The government under Mrs. Arroyo was able to record budget surpluses in April, May, June, and August.

Dollar remittances rose 37 percent in October compared to the same period last year or to $1.2 billion, bringing the total for the 2006 to $10.3 billion or a 16.6 percent year-on-year rise.

Political improvement, too

In its latest credit outlook for the Asia-Pacific market for 2007, Standard & Poors (S&P) said "the Philippines has achieved considerable improvement in the fiscal and political arenas in 2006, which has led to a revision of the rating outlook to stable from negative."

Following implementation of the 12 percent VAT, S&P said fiscal performance and revenue collection improved notably.

It said the deficit target of 2.1 percent of GDP is expected to be exceeded although this can be also attributed to the fact that the government cannot spend much as it continues to operate on a re-enacted budget.

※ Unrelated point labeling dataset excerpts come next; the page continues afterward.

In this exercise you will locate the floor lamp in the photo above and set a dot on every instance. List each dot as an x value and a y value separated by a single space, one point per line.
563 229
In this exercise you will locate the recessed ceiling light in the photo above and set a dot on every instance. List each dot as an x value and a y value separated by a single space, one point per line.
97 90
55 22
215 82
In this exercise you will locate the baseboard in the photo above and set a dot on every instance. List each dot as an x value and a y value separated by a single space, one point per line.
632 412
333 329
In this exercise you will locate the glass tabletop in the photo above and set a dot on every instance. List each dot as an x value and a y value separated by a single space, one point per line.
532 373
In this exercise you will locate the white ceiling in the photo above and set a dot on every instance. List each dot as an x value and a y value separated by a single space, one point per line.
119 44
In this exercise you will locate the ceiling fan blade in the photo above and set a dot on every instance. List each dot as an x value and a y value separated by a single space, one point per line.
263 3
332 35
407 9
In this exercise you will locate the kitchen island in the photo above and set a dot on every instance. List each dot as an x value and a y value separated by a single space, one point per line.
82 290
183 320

"Improved political backdrop has been another significant positive credit factor this year, greatly contributing to favorable investor sentiment," the report said.

"The Arroyo administration has consolidated its position throughout the year, and opposition efforts to unseat her have come to naught," the credit rating agency said.

Landingin added a weak opposition virtually helped Mrs. Arroyo remain in office.

"It is not as if she would be ousted if the economy were bad. Her political foes continue to fumble and the people know that there is no viable alternative to her even if some don’t like her," he said.

Standard and Poors said the better fiscal and political setting, and improved investor sentiment are reflected in the strength of the peso, which appreciated nine percent over the past year.

The peso, the outlook added, is supported by a combination of rising net foreign direct investments, strong remittance flows from overseas Filipino workers as well as buoyant exports.

The rating agency said the strength of Philippine exports and remittances "foreshadows a higher current account and overall balance of payments surplus, improving the country’s already favorable external liquidity position."

S&P said that as improvements in revenues become more entrenched, the government’s focus would be spending, particularly given the years of underspending by government agencies due to lack of funds, and with the coming elections in 2007.

"Political risk from a challenge to the Arroyo presidency should remain low, and the expectation is that the President will serve out her remaining term without facing major upheavals that paralyze major policy-making or seriously affect investor sentiment," S&P said.